9- Doğuma hazırlık eğitimi almış annelerin normal doğum kesisi riski azalır. Bu anneler artık Türkiye'nin doğumhane gerçeklerini öğrenmişlerdir, doğum tercihlerini belirlemiş ve doktorlarıyla sağlıklı bir diyaloğa girmişlerdir. Nefes tekniklerini, ıkınma yöntemlerini öğrenmişer ve en önemlisi içlerindeki doğurganlıkla tanışmışlardır. Doğumu yapanın doktor değil, kendilerinin olacağının farkında, hamilelik sürecini iyi değerlendirerek bebeklerinin doğum gününe hazırlanmışlardır.
Dünya Sağlık Örgütü (WHO) normal doğumlarda epizyotomi için %10 gibi düşük bir oran öneriyor. Bizde ise ilk doğumunu yapmış kadınların neredeyse hepsine epizyo açılıyor ve çoğu kadın başına böyle birşeyin geleceğinden habersiz ya da bunu sağlıklı ve normal sanıyor. Neden belki de hiç zarar görmeden ya da birinci derece yırtıkla bebeğimizi doğuracakken gereksiz yere, belki yırtık olur diye kesilelim? Şimdi bazılarınızı duyar gibi oluyorum. "Benim arkadaşımın başına söyle birşey geldi, böyle yırtık oldu" falan filan. Ben de size sorarım o zaman yukarıda yazdıklarımı denemiş mi? Nasıl bir doğum süreci geçirmiş? Desteklenmiş mi? Yatarak mı doğum yapmış? Karnına basmışlar mı? Vakum kullanmışlar mı? Ikın ıkın diye bağırmışlar mı? Çok hızlı mı olmuş doğum?

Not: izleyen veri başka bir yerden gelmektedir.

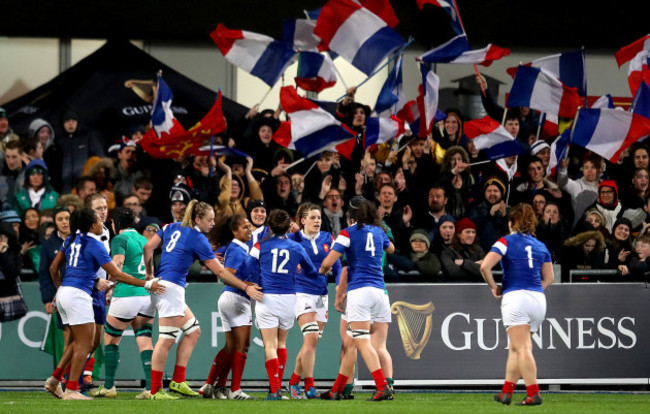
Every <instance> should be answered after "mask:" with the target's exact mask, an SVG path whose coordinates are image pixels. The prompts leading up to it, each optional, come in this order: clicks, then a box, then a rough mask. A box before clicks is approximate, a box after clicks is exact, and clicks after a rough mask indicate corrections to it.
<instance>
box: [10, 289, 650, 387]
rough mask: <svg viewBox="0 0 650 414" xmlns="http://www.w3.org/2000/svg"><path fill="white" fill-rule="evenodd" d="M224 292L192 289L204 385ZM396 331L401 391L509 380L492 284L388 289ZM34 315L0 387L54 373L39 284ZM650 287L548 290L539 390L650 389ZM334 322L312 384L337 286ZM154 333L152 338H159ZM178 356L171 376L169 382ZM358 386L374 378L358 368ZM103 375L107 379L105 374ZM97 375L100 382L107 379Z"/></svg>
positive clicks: (299, 342)
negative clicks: (407, 386)
mask: <svg viewBox="0 0 650 414" xmlns="http://www.w3.org/2000/svg"><path fill="white" fill-rule="evenodd" d="M222 288H223V285H221V284H216V283H193V284H190V285H188V287H187V303H188V304H189V305H190V307H191V308H192V310H193V312H194V313H195V314H196V316H197V318H198V320H199V321H200V322H201V329H202V335H201V338H200V339H199V342H198V344H197V346H196V349H195V351H194V354H193V355H192V358H191V360H190V364H189V366H188V368H187V378H188V379H189V380H193V381H202V380H204V379H205V377H206V376H207V374H208V371H209V369H210V364H211V362H212V359H213V358H214V355H215V354H216V353H217V352H218V350H219V349H220V348H221V347H222V346H223V343H224V340H225V337H224V334H223V332H222V327H221V319H220V315H219V312H218V311H217V299H218V297H219V294H220V292H221V290H222ZM388 289H389V293H390V298H391V304H392V308H391V309H392V312H393V323H392V324H391V326H390V330H389V337H388V349H389V351H390V353H391V355H392V357H393V363H394V378H395V379H396V384H397V385H413V386H420V385H421V386H426V385H480V384H498V383H500V382H502V377H503V370H504V366H505V361H506V355H507V345H508V344H507V336H506V333H505V330H504V329H503V326H502V324H501V318H500V311H499V302H497V301H496V300H495V299H494V298H493V297H492V295H491V292H490V290H489V289H488V288H487V287H486V286H485V285H469V284H458V285H452V284H411V285H407V284H394V285H389V287H388ZM23 290H24V294H25V300H26V302H27V305H28V306H29V312H28V313H27V315H26V316H25V317H23V318H22V319H20V320H18V321H12V322H7V323H2V324H0V355H2V357H3V362H2V364H0V381H3V382H4V381H20V380H42V379H44V378H46V377H47V376H48V375H49V374H50V373H51V371H52V367H53V358H52V356H50V355H48V354H46V353H45V352H43V351H41V346H42V344H43V338H44V336H45V330H46V327H47V322H48V320H49V315H47V314H46V313H45V311H44V308H43V305H42V303H41V300H40V293H39V287H38V283H37V282H26V283H24V284H23ZM649 295H650V289H648V287H647V286H646V284H643V283H630V284H600V283H596V284H589V283H584V284H568V283H567V284H560V285H554V286H552V287H551V288H550V289H549V291H548V292H547V300H548V312H547V315H546V320H545V322H544V323H543V324H542V327H541V330H540V332H539V333H538V334H536V335H534V336H533V347H534V354H535V357H536V359H537V363H538V373H539V378H540V383H542V384H650V360H649V359H648V358H647V352H646V350H647V349H650V318H649V317H648V315H650V300H649V299H650V297H649ZM330 298H331V300H330V313H329V316H330V321H329V323H328V325H327V326H326V328H325V333H324V337H323V340H322V341H321V343H320V344H319V346H318V352H317V358H316V369H315V376H316V378H317V379H321V380H329V379H333V378H335V377H336V374H337V370H338V362H339V349H340V338H339V333H338V329H339V319H340V318H339V313H338V312H336V311H335V310H334V299H333V298H334V287H333V286H330ZM155 338H157V330H155V331H154V339H155ZM301 343H302V335H301V334H300V331H299V329H298V328H297V327H294V328H293V329H292V330H291V332H290V334H289V338H288V347H287V348H288V351H289V358H288V361H287V369H286V371H285V379H287V378H288V377H289V376H290V375H291V370H292V369H293V366H294V360H295V356H296V353H297V352H298V350H299V348H300V344H301ZM120 349H121V363H120V367H119V370H118V373H117V379H118V380H134V379H136V380H137V379H140V378H142V368H141V364H140V359H139V355H138V351H137V346H136V344H135V338H134V337H133V332H132V331H131V330H128V331H126V332H125V334H124V338H123V340H122V345H121V346H120ZM173 363H174V361H173V358H172V357H171V356H170V358H169V361H168V364H167V366H166V369H165V372H166V375H167V376H168V377H171V374H172V372H173ZM359 367H360V369H359V372H358V376H359V382H358V384H359V385H364V384H366V383H368V384H369V383H370V381H371V379H370V375H369V373H368V372H367V370H366V369H365V367H363V364H359ZM102 375H103V374H102ZM102 375H100V377H101V376H102ZM265 379H266V371H265V369H264V352H263V348H262V342H261V337H260V335H259V332H258V331H257V330H256V329H253V340H252V343H251V349H250V354H249V358H248V362H247V364H246V371H245V373H244V380H247V381H251V380H265Z"/></svg>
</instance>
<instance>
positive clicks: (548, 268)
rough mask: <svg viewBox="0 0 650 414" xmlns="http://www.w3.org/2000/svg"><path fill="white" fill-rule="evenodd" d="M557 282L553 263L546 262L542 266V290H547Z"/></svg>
mask: <svg viewBox="0 0 650 414" xmlns="http://www.w3.org/2000/svg"><path fill="white" fill-rule="evenodd" d="M554 281H555V273H554V272H553V263H551V262H546V263H543V264H542V288H544V290H546V289H547V288H548V287H549V286H551V285H552V284H553V282H554Z"/></svg>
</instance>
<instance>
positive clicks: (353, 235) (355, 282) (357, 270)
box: [332, 225, 390, 291]
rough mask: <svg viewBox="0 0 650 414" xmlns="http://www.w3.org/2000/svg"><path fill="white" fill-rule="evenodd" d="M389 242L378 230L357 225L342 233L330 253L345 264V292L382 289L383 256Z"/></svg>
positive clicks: (389, 245)
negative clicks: (355, 289) (364, 287)
mask: <svg viewBox="0 0 650 414" xmlns="http://www.w3.org/2000/svg"><path fill="white" fill-rule="evenodd" d="M389 246H390V240H389V239H388V236H387V235H386V232H385V231H384V229H382V228H381V227H377V226H373V225H364V226H361V228H359V227H357V225H353V226H350V227H348V228H346V229H345V230H341V232H340V233H339V235H338V236H337V237H336V241H335V242H334V246H332V249H334V250H335V251H337V252H339V253H341V254H345V256H346V258H347V261H348V291H350V290H354V289H358V288H361V287H366V286H372V287H376V288H378V289H384V273H383V270H382V254H383V252H384V250H385V249H387V248H388V247H389Z"/></svg>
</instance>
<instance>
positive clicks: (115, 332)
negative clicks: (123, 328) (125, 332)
mask: <svg viewBox="0 0 650 414" xmlns="http://www.w3.org/2000/svg"><path fill="white" fill-rule="evenodd" d="M104 332H106V333H107V334H109V335H110V336H113V337H115V338H120V337H122V334H123V333H124V329H117V328H116V327H114V326H113V325H111V324H110V323H108V322H106V323H105V324H104Z"/></svg>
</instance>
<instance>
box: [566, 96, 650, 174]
mask: <svg viewBox="0 0 650 414" xmlns="http://www.w3.org/2000/svg"><path fill="white" fill-rule="evenodd" d="M648 134H650V119H648V118H645V117H644V116H641V115H639V114H636V113H634V112H626V111H619V110H616V109H582V110H580V112H579V113H578V119H577V121H576V124H575V127H574V131H573V136H572V138H571V142H572V143H573V144H576V145H580V146H581V147H584V148H586V149H588V150H591V151H593V152H595V153H596V154H598V155H600V156H602V157H604V158H607V159H608V160H610V161H611V162H614V163H615V162H618V159H619V157H620V155H621V152H623V151H625V150H626V149H627V148H628V147H629V146H630V145H632V144H633V143H635V142H636V141H638V140H639V139H640V138H643V137H644V136H646V135H648Z"/></svg>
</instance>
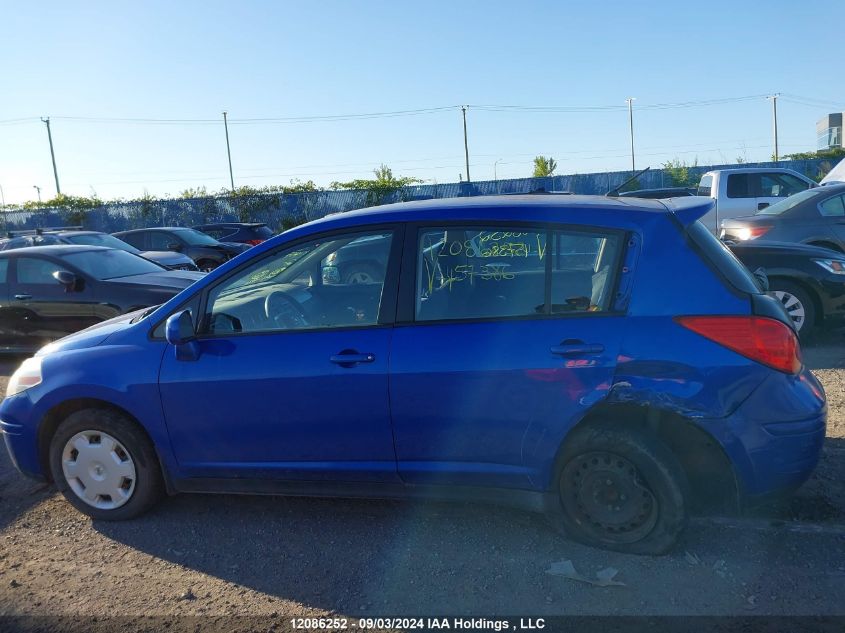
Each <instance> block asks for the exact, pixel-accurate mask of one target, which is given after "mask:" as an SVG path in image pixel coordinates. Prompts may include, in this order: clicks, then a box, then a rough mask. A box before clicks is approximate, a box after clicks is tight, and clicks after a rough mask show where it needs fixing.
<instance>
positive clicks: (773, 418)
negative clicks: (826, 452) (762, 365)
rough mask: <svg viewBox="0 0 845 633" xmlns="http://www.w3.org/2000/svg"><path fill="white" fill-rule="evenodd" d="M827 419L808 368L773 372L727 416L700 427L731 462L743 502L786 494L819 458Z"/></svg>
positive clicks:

Doğum işi sevgi işidir. Doğuran anneye saygı ve sevgiyle yaklaşılmalı ve anne her şartta desteklenmelidir. Bir insanın dünyaya gelme dakikalarına saygı gösterilmeli; yavaş, sakin, mahremiyet dolu bir ortam yatarılmalıdır. Ve en önemlisi bu imkanlar maddi imkanlar gözetilmeksizin her kadına tanınmalıdır. Doğum da ölüm gibi bir geçiştir ve bu sürecin terörize olması dünyaya gelen bireyin ve doğuran kadının hayatını derinden etkiler.